In June 2015, Gates announced that he planned to personally invest $2 billion in renewable technology initiatives over the ensuing five years. Toward that end, in November 2015 he joined the so-called Breakthrough Energy Coalition, which consisted of 28 wealthy investors from 10 countries who pledged to invest a combined $1 billion, to help “bend the curve” on climate change. “People like myself,” Gates said, “who can afford to take big risks with start-up companies, should — because of climate change — be willing to put some number of billions into the spin-offs that will come out of … government-funded activity.”
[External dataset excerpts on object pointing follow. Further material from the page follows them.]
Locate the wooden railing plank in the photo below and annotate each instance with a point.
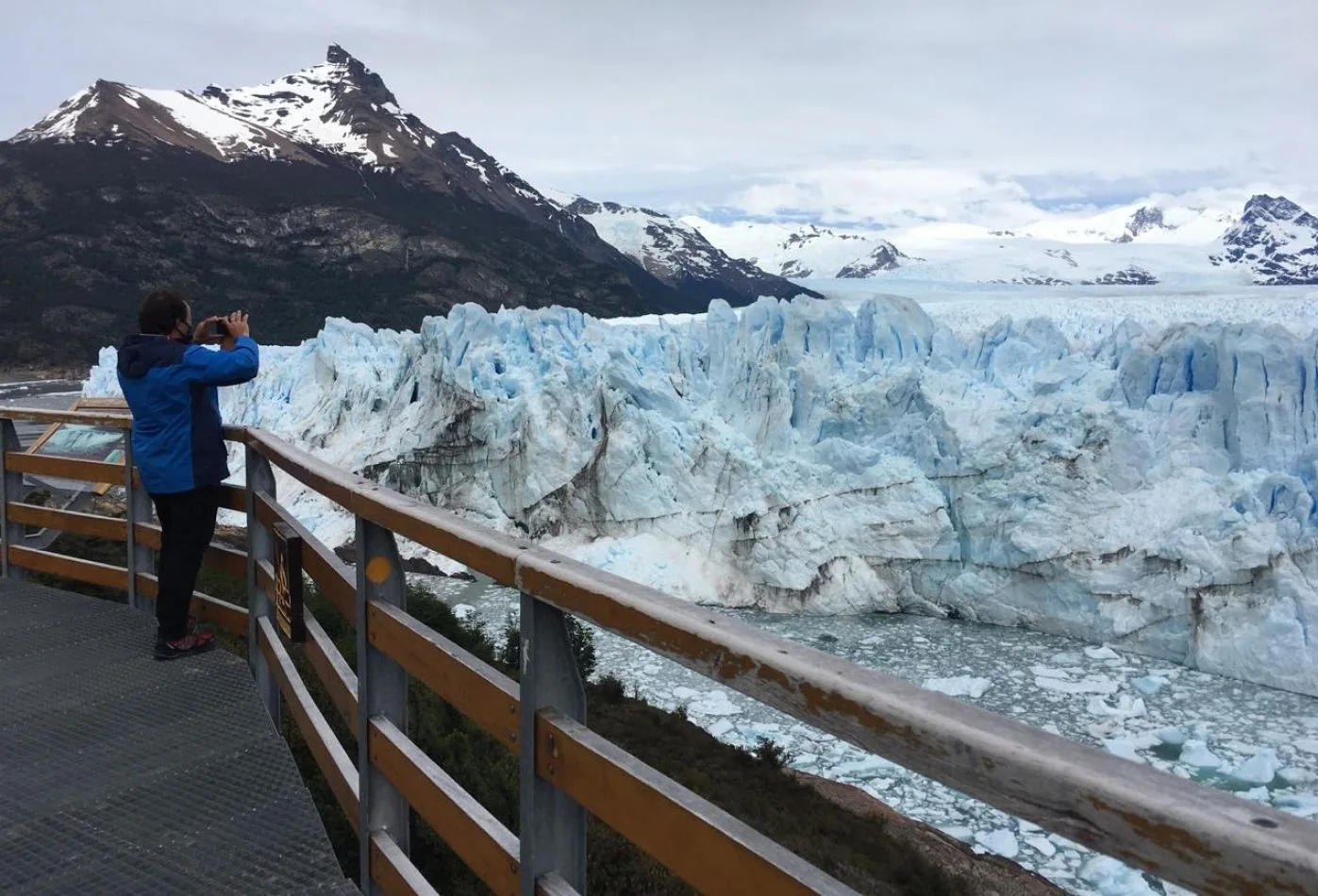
(65, 468)
(697, 841)
(226, 617)
(477, 690)
(332, 670)
(332, 576)
(107, 421)
(325, 746)
(69, 521)
(65, 567)
(218, 557)
(1209, 841)
(393, 871)
(477, 837)
(232, 497)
Immigration policy is another issue of great concern to Gates. In early 2014, he charged that “the injustice” of America’s existing immigration system was “incredible.” In a July 2014 op-ed which he co-authored with Sheldon Adelson and Warren Buffett, Gates claimed that U.S. immigration policy “fails badly” on two major counts: being “humane to immigrants living here,” and “contribut[ing] to the well-being of our citizens.” Advocating amnesty for those who have broken U.S. immigration laws, the op-ed said: “Americans are a forgiving and generous people, and who among us is not happy that their forebears — whatever their motivation or means of entry — made it to our soil?” A good model to emulate, said Gates, would be the “enlightened immigration policies” of Canada.
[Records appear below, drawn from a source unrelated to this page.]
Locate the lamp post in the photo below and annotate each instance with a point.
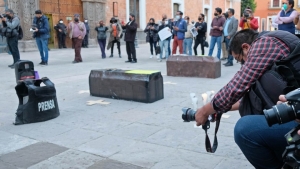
(135, 39)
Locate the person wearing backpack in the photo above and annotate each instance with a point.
(267, 60)
(101, 36)
(11, 28)
(115, 30)
(41, 35)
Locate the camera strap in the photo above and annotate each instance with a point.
(205, 127)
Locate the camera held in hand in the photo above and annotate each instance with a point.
(283, 113)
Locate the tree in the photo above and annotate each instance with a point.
(248, 3)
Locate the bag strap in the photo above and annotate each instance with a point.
(205, 127)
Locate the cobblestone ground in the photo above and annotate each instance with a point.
(122, 134)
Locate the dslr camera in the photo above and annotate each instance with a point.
(283, 113)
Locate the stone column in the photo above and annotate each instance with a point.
(94, 10)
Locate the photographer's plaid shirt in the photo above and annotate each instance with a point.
(261, 56)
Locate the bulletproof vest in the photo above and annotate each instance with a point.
(282, 77)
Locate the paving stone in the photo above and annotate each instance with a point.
(71, 159)
(188, 160)
(32, 154)
(111, 164)
(136, 131)
(75, 138)
(10, 142)
(106, 146)
(143, 154)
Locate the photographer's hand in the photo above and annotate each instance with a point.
(202, 114)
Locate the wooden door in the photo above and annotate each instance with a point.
(62, 9)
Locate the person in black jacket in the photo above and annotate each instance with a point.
(201, 27)
(61, 32)
(130, 33)
(152, 34)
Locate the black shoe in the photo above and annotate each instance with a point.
(228, 64)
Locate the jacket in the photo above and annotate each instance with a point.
(101, 32)
(253, 24)
(285, 20)
(42, 25)
(151, 33)
(130, 32)
(182, 26)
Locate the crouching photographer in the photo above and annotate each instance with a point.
(269, 70)
(11, 26)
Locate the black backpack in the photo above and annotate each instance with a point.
(281, 78)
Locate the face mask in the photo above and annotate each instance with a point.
(284, 7)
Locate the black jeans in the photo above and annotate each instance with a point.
(130, 49)
(61, 40)
(197, 42)
(13, 48)
(118, 46)
(152, 44)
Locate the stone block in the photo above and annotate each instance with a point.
(135, 85)
(194, 66)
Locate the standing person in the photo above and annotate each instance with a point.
(170, 24)
(188, 37)
(165, 43)
(201, 27)
(152, 35)
(130, 33)
(224, 50)
(77, 33)
(12, 22)
(115, 30)
(61, 31)
(216, 32)
(101, 36)
(285, 18)
(85, 42)
(179, 28)
(41, 34)
(230, 28)
(248, 21)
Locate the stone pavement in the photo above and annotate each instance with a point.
(123, 134)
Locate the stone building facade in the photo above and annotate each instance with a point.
(96, 10)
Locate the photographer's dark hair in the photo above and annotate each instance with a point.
(38, 12)
(243, 36)
(219, 10)
(231, 10)
(9, 11)
(291, 2)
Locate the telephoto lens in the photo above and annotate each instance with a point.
(188, 114)
(282, 113)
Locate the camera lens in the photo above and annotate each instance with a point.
(280, 114)
(188, 114)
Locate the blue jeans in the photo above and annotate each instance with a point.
(213, 41)
(164, 45)
(230, 57)
(262, 145)
(43, 48)
(187, 45)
In February 2014, Gates joined former _Washington Post_ CEO Don Graham in financing a $25 million college scholarship fund for illegal-alien students living in the U.S. as temporary residents under the terms of former President Barack Obama’s Deferred Action for Childhood Arrivals (DACA), an executive action which guaranteed that most DREAM Act-eligible young people would temporarily be granted legal status, work permits, access to certain publicly funded social services, and protection from deportation.
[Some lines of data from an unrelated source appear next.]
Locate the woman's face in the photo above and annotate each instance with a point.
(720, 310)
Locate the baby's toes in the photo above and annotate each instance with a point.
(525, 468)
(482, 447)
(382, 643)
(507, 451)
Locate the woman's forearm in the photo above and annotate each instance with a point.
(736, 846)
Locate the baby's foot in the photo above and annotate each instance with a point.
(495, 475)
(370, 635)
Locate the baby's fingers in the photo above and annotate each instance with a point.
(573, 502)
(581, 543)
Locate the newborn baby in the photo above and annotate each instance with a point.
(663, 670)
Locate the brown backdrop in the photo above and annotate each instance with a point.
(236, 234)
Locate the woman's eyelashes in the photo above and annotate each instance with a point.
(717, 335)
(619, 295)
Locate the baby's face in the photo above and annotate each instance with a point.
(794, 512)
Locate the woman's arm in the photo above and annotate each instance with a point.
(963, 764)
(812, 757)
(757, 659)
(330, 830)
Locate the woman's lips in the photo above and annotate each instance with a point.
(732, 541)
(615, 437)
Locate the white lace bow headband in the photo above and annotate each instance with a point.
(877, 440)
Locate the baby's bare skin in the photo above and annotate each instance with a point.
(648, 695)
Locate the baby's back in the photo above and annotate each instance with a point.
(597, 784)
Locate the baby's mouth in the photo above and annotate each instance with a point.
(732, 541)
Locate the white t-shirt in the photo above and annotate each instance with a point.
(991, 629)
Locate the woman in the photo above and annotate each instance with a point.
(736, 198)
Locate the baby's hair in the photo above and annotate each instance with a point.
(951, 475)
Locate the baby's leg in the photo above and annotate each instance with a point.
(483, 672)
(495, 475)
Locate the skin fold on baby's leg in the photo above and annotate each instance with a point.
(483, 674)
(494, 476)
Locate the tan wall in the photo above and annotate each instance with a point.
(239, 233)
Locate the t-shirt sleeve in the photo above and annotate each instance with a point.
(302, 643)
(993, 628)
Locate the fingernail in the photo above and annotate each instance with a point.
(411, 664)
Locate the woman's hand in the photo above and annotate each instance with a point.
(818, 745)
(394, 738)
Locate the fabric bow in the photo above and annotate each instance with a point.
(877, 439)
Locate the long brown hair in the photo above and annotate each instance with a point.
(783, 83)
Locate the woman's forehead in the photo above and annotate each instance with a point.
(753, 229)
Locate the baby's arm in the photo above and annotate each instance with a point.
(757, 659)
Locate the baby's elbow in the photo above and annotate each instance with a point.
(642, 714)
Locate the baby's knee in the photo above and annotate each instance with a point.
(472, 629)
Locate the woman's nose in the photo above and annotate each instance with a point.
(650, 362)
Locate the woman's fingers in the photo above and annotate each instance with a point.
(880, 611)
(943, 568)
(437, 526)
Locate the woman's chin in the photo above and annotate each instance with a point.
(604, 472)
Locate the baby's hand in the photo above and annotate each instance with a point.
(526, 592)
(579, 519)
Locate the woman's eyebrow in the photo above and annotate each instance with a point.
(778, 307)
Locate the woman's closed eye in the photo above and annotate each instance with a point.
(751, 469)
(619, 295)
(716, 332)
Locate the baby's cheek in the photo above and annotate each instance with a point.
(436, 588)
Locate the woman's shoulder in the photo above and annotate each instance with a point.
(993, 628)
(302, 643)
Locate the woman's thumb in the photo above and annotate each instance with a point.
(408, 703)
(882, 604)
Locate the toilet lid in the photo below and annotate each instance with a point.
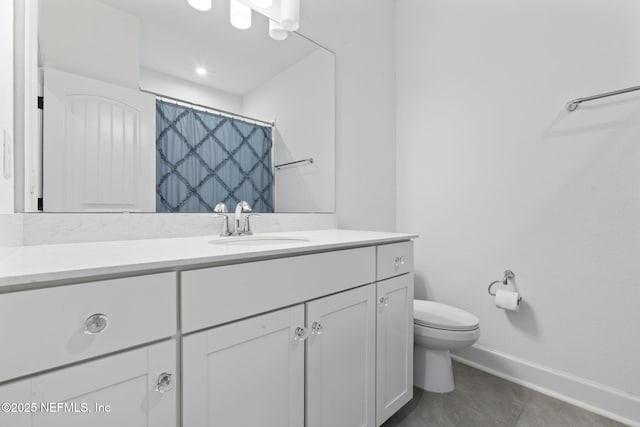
(442, 316)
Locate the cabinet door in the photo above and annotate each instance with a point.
(119, 390)
(394, 371)
(247, 373)
(341, 359)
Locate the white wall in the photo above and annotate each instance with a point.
(174, 87)
(494, 173)
(6, 108)
(361, 33)
(91, 39)
(301, 101)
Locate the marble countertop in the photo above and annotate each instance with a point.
(32, 266)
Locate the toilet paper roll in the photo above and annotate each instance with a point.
(508, 300)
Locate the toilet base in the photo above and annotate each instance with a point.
(432, 370)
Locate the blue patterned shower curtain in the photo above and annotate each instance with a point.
(203, 159)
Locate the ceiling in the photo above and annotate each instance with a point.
(175, 39)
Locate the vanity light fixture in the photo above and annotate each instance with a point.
(240, 15)
(276, 31)
(202, 5)
(262, 3)
(290, 14)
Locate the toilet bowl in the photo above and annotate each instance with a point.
(438, 329)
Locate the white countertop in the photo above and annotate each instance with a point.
(31, 265)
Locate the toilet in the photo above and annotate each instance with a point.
(438, 329)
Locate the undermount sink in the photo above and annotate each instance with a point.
(258, 240)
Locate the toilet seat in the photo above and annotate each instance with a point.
(432, 314)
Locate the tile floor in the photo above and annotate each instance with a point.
(484, 400)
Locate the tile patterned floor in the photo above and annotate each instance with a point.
(484, 400)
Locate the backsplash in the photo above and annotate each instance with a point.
(42, 229)
(10, 230)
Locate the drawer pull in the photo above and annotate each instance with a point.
(165, 383)
(300, 334)
(96, 324)
(316, 328)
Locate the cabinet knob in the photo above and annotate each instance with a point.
(96, 324)
(384, 302)
(165, 383)
(316, 328)
(300, 333)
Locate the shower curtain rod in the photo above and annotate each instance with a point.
(214, 110)
(574, 103)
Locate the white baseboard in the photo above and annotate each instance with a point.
(594, 397)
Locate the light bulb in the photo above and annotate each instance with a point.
(202, 5)
(240, 15)
(276, 31)
(290, 14)
(262, 3)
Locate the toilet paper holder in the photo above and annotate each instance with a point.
(508, 275)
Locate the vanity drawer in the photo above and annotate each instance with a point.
(213, 296)
(394, 259)
(45, 328)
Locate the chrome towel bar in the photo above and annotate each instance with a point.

Gates also favors an increase in the admission of foreign refugees to the U.S., including those hailing from war-torn, terrorist hotbeds in the Middle East. In early 2016, for instance, he said that America has “the capacity” to do the same as Germany and Sweden, two countries that he said should “be congratulated” for accepting massive numbers of migrants from such places. Similarly, in September 2016 Gates praised Canadian Prime Minister Justin Trudeau, who had played a key role in importing many Middle Eastern refugees to his country, as “a leader [who] wants to remind people about openness and taking in refugees in an appropriate way.”
In summation, though Bill Gates is the ultimate capitalist, he has little faith in the ability of the free-market system to drive the engine of human progress in a positive direction. Moreover, he views the United States not only as a nation that needlessly mistreats massive numbers of people (such as immigrants and refugees), but also as a nation that has caused considerable harm to the natural environment. In other words, Bill Gates is a man of the left.